I have sorted list of datetime.time and want to create intervals like. If I have
a = [datetime.time(0,0), datetime.time(8,0), datetime.time(13,0), datetime.time(17,0)]
Then result should be like this:
c = [[datetime.time(0,0),datetime.time(8,0)], [datetime.time(8,0),datetime.time(13,0)],
[datetime.time(13,0),datetime.time(17,0)], [datetime.time(17,0),datetime.time(0,0)]]
This could be achieved using simple loop but if there is better solution exist?
Using loop:
>>> a=[datetime.time(0, 0), datetime.time(3, 0), datetime.time(8, 0), datetime.time(11, 0)]
>>>
>>> r = []
>>>
>>> for i in range(0,len(a)):
... if i+1 < len(a):
... r.append([a[i],a[i+1]])
... else:
... r.append([a[i],a[0]])
...
>>> r
[[datetime.time(0, 0), datetime.time(3, 0)], [datetime.time(3, 0), datetime.time(8, 0)], [datetime.time(8, 0), datetime.time(11, 0)], [datetime.time(11, 0), datetime.time(0, 0)]]
>>>
nd what could be change if I want result to be
[[datetime.time(0, 0), datetime.time(2, 59, 59)], [datetime.time(3, 0), datetime.time(7, 59, 59)], [datetime.time(8, 0), datetime.time(10, 59, 59)], [datetime.time(11, 0), datetime.time(23, 59, 59)]]
You could try
a = list(zip(a[:-1], a[1:]))
a.append((a[-1], a[0])])
That gives you a list of tuples. If you want a list of lists, just do
>>> a = [list(i) for i in zip(a[:-1], a[1:])]

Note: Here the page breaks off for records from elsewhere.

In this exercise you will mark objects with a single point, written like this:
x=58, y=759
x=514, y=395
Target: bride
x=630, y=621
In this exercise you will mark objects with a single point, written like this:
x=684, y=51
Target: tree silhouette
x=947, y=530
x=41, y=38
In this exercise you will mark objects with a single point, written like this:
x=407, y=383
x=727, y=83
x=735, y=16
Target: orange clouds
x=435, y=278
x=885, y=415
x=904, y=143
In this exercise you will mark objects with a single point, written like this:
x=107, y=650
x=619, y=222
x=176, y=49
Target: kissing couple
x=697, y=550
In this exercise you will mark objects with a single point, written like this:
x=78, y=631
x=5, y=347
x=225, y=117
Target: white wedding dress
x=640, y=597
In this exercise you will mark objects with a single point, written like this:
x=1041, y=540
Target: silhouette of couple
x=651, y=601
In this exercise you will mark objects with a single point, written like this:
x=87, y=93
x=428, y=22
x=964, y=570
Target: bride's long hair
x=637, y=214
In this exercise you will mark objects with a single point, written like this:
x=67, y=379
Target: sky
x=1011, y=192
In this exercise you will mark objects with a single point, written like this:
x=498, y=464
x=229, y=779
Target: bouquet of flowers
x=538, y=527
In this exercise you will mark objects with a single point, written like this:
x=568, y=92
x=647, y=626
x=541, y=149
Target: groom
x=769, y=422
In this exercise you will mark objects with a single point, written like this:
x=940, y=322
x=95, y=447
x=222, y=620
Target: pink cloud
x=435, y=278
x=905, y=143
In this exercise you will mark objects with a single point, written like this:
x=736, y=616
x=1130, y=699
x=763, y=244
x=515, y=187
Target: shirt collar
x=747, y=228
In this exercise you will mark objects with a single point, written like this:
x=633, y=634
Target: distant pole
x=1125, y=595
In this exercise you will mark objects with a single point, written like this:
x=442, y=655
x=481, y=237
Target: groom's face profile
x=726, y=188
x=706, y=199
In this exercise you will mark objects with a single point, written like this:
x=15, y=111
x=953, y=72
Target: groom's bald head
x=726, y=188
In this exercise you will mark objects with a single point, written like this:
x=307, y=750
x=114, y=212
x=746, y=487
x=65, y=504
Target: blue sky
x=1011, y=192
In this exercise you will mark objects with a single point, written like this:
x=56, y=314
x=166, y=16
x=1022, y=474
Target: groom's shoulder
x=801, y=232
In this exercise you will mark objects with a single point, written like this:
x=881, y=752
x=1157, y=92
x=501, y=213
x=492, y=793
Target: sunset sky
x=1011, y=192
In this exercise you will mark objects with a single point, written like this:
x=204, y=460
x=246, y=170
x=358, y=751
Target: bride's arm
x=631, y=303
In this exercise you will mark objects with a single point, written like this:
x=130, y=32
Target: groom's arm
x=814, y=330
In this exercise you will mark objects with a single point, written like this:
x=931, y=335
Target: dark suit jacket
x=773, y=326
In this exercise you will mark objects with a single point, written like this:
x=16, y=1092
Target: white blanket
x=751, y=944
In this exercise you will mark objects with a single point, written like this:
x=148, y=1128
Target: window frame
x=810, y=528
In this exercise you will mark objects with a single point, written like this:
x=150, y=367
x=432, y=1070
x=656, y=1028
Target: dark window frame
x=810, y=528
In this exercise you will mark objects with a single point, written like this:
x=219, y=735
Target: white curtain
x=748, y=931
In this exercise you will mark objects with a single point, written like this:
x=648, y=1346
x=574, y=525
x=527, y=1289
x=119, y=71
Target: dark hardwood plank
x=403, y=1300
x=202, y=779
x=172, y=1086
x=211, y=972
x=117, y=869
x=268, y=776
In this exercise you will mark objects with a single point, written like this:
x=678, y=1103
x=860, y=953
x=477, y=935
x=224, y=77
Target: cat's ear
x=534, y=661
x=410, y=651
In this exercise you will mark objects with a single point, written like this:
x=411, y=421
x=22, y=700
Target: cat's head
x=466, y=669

>>> a.append([a[-1], a[0]])
(Edited version taking 1. the [a[-1],a[0]] out of the list comprehension and 2. the fact that zip doesn't return a list in Python 3+)
Yet another possibility would be to just append the first value to the list:
>>> tmp = a + a[0]
>>> list(zip(tmp[:,-1], tmp[1:]))
It can be argued that it creates a temporary list. You could do aa.append(a[0]) instead but then you'd modify your initial list, which might be an issue.